Personally, I love shopping for yarn. It’s a creative process in itself to choose colors for a project and find just the right yarn. It is deeply satisfying to have a stash of yarn you know will soon be something useful, that you made, that will hopefully become a family heirloom or just a treasured accessory. Gift-giving takes on a new, more personal tone when you have spent hours making something for someone that you love.
The process of yarn work takes concentration, skill, counting, and problem-solving. It sounds daunting, but it makes me so happy to figure out a new stitch.

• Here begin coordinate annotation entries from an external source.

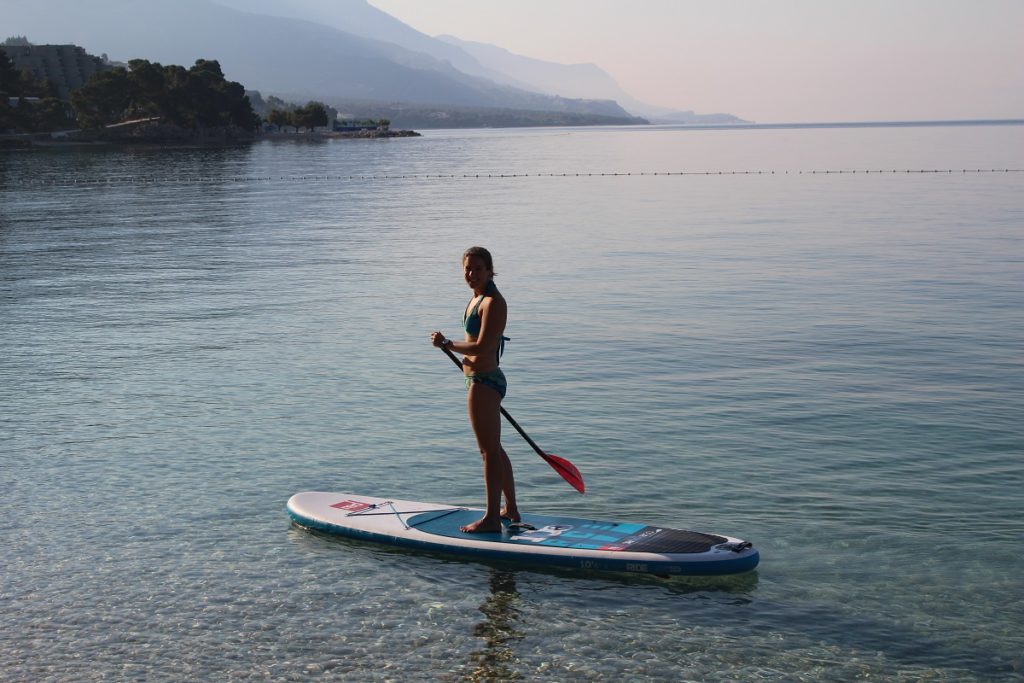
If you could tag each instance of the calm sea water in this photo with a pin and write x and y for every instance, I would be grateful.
(827, 365)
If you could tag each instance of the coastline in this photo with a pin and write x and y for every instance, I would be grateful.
(133, 134)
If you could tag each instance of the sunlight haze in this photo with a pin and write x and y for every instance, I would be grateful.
(768, 61)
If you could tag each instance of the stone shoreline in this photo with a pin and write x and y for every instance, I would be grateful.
(165, 135)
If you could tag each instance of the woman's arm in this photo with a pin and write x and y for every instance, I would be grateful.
(494, 312)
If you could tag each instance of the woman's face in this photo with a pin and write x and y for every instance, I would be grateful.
(476, 272)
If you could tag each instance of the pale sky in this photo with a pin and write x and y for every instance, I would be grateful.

For easier projects, the repetition and busyness of it keeps my mind occupied and truly, makes me very happy and calm. There are so many videos on Youtube and tutorials all over the web – it is easier than ever to pick up this healing hobby.
I stumbled on the mental benefits of crocheting by accident. I have depression and anxiety, and had not done any yarn work for years. I decided this year to pick it up again and immediately noticed an improvement in my mental health. When I would take a day off, I felt the depression creeping back in. I would work a few rows and I strangely had an almost immediate improvement. I can’t say that it will work like this for everyone, but it is most definitely worth a try. I am still taking my medication, still doing all the other things I do to help myself, and with this addition, I may have actually found a way for true relief.

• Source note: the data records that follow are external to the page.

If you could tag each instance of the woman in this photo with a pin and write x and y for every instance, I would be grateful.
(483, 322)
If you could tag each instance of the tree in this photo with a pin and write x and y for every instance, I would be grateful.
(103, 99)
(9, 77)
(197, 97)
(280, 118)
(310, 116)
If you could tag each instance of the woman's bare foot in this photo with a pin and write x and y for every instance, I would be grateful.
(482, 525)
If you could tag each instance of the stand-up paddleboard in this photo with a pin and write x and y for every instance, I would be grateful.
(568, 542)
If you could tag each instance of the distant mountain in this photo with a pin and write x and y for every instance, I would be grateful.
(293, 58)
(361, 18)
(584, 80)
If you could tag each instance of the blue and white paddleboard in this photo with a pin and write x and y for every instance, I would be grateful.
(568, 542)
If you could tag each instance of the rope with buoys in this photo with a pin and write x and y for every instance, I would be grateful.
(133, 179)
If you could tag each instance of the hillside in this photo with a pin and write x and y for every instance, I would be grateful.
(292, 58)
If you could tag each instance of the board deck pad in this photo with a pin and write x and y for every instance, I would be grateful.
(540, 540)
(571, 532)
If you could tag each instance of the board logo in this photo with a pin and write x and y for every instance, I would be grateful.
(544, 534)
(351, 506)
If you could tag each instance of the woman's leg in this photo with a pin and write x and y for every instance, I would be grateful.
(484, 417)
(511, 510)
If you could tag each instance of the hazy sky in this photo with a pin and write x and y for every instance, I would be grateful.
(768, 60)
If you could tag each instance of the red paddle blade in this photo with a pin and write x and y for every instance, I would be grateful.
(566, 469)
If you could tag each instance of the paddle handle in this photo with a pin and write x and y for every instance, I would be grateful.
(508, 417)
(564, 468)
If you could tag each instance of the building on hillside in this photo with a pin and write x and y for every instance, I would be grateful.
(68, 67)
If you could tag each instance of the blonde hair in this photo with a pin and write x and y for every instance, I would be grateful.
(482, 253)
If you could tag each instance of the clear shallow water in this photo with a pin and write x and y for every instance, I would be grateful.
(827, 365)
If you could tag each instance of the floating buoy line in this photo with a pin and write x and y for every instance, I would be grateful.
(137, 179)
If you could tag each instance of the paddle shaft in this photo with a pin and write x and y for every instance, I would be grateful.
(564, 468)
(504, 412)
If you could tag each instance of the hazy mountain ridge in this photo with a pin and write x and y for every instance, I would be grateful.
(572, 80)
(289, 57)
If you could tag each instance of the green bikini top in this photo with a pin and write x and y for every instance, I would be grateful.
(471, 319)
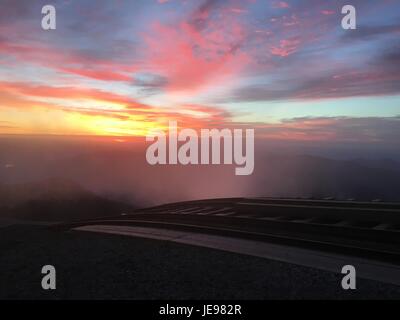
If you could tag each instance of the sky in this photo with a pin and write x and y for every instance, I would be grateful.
(120, 68)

You may have noticed one of the British divers, Tom Daley, at the Tokyo Olympics knitting in the stands. He says it helped him stay sane under the pressure of performance. Instead of letting his mind be overwhelmed by the stress and anxiety to be the best as he waited for his turn, he instead calmed his mind with the repetitious and creative process of knitting. As someone with anxiety knows, the pressure to perform, and having to wait to do so, it overwhelming at times. Tom is self-soothing with this timeless hobby.

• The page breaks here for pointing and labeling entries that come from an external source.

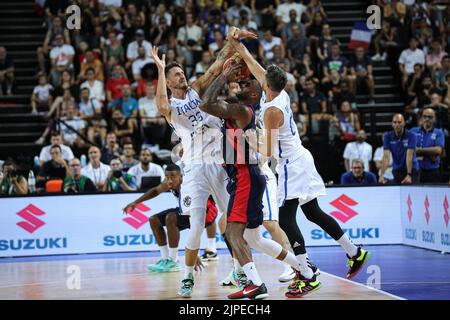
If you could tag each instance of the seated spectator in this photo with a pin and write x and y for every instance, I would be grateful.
(111, 149)
(96, 88)
(61, 57)
(90, 108)
(358, 175)
(12, 183)
(378, 160)
(115, 83)
(55, 139)
(72, 128)
(358, 149)
(361, 74)
(41, 98)
(95, 169)
(126, 103)
(408, 59)
(430, 146)
(6, 72)
(139, 63)
(154, 125)
(117, 179)
(75, 182)
(146, 168)
(90, 62)
(54, 169)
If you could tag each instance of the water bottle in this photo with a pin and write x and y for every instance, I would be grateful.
(83, 161)
(31, 182)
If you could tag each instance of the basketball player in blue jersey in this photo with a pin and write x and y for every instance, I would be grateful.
(298, 180)
(199, 132)
(246, 183)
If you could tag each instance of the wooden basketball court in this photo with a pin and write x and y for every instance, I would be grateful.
(127, 278)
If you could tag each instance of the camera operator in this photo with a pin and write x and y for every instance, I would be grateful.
(75, 182)
(12, 183)
(118, 180)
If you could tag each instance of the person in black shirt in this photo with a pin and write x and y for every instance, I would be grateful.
(54, 169)
(6, 72)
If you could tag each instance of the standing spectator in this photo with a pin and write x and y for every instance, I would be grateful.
(75, 182)
(146, 168)
(358, 149)
(115, 83)
(408, 58)
(61, 57)
(138, 64)
(54, 169)
(378, 160)
(6, 72)
(117, 179)
(361, 73)
(127, 158)
(41, 98)
(55, 139)
(358, 175)
(96, 170)
(96, 88)
(430, 145)
(111, 150)
(401, 143)
(126, 104)
(11, 183)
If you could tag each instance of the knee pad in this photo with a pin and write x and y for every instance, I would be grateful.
(197, 222)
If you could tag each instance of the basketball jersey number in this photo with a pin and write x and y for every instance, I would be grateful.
(196, 118)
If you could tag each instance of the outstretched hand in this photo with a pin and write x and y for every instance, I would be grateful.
(160, 62)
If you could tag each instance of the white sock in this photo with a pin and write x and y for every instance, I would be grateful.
(237, 265)
(212, 244)
(188, 271)
(348, 246)
(164, 252)
(291, 261)
(305, 270)
(252, 273)
(173, 254)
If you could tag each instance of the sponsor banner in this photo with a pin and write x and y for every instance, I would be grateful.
(369, 215)
(425, 217)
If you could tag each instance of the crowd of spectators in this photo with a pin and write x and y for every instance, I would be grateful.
(96, 85)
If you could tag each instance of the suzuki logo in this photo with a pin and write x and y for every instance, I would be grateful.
(427, 212)
(137, 219)
(342, 204)
(409, 202)
(31, 223)
(446, 216)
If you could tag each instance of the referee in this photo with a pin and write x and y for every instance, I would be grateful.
(430, 144)
(401, 143)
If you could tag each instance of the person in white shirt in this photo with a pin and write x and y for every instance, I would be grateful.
(61, 57)
(146, 168)
(358, 149)
(96, 170)
(56, 139)
(378, 159)
(284, 8)
(408, 58)
(96, 87)
(139, 63)
(132, 49)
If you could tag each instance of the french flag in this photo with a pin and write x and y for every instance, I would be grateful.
(361, 36)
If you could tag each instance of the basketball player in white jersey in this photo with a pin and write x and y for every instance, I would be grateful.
(298, 180)
(200, 137)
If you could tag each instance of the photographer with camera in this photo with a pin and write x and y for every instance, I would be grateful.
(12, 183)
(75, 182)
(118, 180)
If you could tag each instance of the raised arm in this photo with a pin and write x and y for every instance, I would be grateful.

The Craft Yarn Council has a group called #stitchaweaythestress, where they provide happy projects to work on and provide some shocking statistics – 85% of yarn workers experience reduced stress, and 93% experience a feeling of accomplishment. Check out their page where they provide basics for getting started crocheting or knitting!
Yarn work is in no way meant to replace mental health counseling, and certainly not meant to replace any medication you may be on. But you may find that it is an excellent addition to your mental health work in general. The staff at Cornerstone are here for you, to help you care for your mental health, just as you would your physical health. Remember, you matter.